Update: I can't confirm jeroenes' findings with Perl 5.003 under solaris. I only get one bar printed and no substitution.

$ within a regex means end of line, unless it could be interpreted as a variable. It has been this way for a while, as Perl4 wasn't very astute in this regard, and often needed to be coached, such as s/${foo}/XYZ/g.

In my initial example, s/$bar/XYZ/g operates as expected, replacing instances of '$bar' with 'XYZ'. Further, as larryk pointed out, s/$foo/BAR/g should resolve to s/$bar/BAR/g given that $foo is '$bar', but this interpolated result is treated more literally somehow than if you had just put that very code in there in the first place, or had eval'd it as such.

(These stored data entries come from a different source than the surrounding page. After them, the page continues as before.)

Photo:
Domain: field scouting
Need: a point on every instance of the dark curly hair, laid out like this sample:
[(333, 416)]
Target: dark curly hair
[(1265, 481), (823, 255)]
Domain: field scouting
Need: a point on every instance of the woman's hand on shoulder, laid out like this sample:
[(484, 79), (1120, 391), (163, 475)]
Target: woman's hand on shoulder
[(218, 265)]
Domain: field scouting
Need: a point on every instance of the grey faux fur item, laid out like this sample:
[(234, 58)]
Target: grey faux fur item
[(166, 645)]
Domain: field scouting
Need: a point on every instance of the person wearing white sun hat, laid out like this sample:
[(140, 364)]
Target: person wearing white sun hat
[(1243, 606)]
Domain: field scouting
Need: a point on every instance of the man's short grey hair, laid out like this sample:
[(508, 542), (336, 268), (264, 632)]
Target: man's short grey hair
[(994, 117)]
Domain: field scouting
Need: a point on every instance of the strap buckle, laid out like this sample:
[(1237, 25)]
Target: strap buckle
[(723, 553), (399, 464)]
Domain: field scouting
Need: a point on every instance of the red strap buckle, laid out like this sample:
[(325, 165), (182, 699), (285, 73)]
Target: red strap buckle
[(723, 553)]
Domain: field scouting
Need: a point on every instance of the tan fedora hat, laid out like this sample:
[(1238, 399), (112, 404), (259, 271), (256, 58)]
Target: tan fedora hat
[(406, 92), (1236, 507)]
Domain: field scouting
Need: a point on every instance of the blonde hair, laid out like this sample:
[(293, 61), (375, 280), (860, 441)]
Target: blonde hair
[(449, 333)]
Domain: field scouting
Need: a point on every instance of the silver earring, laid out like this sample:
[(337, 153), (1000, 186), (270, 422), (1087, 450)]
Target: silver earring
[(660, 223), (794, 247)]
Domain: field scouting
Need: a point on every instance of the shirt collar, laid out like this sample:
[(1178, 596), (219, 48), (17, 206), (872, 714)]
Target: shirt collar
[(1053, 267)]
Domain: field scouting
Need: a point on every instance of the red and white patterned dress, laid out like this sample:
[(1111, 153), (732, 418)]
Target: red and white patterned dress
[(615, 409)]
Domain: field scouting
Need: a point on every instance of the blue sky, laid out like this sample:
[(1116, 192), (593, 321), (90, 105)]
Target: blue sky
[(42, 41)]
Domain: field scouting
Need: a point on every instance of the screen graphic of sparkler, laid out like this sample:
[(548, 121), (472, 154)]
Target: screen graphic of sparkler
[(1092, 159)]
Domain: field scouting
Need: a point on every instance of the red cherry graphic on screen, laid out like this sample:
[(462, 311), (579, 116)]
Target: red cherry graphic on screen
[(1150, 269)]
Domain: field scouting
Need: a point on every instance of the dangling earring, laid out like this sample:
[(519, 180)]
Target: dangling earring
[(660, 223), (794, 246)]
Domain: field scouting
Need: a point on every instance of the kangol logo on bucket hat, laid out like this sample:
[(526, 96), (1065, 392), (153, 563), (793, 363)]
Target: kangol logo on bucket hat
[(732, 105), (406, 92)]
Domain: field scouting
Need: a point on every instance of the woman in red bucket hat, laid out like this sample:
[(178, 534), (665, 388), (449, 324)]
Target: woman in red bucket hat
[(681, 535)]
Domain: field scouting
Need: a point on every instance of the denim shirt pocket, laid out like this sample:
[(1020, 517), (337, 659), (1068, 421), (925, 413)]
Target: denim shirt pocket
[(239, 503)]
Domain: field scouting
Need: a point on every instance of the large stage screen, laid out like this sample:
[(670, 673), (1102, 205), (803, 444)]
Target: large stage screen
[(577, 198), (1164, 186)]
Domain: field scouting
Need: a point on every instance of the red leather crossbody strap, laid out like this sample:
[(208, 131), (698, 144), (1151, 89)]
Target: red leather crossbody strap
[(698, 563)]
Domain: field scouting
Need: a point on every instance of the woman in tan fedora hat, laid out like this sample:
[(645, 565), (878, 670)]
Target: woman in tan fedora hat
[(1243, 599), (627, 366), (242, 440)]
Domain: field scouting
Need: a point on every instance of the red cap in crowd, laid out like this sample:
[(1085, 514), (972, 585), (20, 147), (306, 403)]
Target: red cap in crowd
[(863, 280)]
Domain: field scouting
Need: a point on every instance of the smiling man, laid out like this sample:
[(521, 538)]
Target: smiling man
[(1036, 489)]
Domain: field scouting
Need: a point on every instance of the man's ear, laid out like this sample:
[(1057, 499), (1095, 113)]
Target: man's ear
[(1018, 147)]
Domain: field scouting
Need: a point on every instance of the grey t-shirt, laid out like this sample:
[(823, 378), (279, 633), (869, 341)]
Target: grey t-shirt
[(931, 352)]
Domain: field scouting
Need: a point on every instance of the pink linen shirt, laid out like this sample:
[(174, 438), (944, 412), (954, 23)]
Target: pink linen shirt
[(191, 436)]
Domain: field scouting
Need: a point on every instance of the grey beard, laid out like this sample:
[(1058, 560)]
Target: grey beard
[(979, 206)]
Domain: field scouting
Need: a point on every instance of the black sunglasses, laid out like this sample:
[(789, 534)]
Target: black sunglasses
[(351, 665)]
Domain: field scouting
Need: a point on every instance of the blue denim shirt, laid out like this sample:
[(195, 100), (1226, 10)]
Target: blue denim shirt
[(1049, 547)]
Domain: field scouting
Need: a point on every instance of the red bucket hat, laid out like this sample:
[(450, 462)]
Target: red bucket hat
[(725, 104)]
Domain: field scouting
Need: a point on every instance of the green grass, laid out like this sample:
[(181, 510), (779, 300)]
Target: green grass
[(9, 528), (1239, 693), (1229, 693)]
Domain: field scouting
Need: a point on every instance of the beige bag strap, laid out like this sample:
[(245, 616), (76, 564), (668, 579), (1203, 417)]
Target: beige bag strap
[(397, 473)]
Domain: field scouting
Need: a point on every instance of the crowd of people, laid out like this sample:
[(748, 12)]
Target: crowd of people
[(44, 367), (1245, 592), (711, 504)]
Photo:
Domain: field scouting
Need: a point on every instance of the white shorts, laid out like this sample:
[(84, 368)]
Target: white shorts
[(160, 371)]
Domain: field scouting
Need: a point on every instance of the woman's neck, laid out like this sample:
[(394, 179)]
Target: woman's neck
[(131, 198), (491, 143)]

I am convinced this is an inconsistency, or perhaps, a peculiar feature of the regular expression compiler. The "intelligence" that Perl demonstrates in the initial compilation does not apply to the post-interpolation compilation phase, to put it more technically.

But even better, than I tried some deliberate typos, to check for funny things. And guess what, I found something funny!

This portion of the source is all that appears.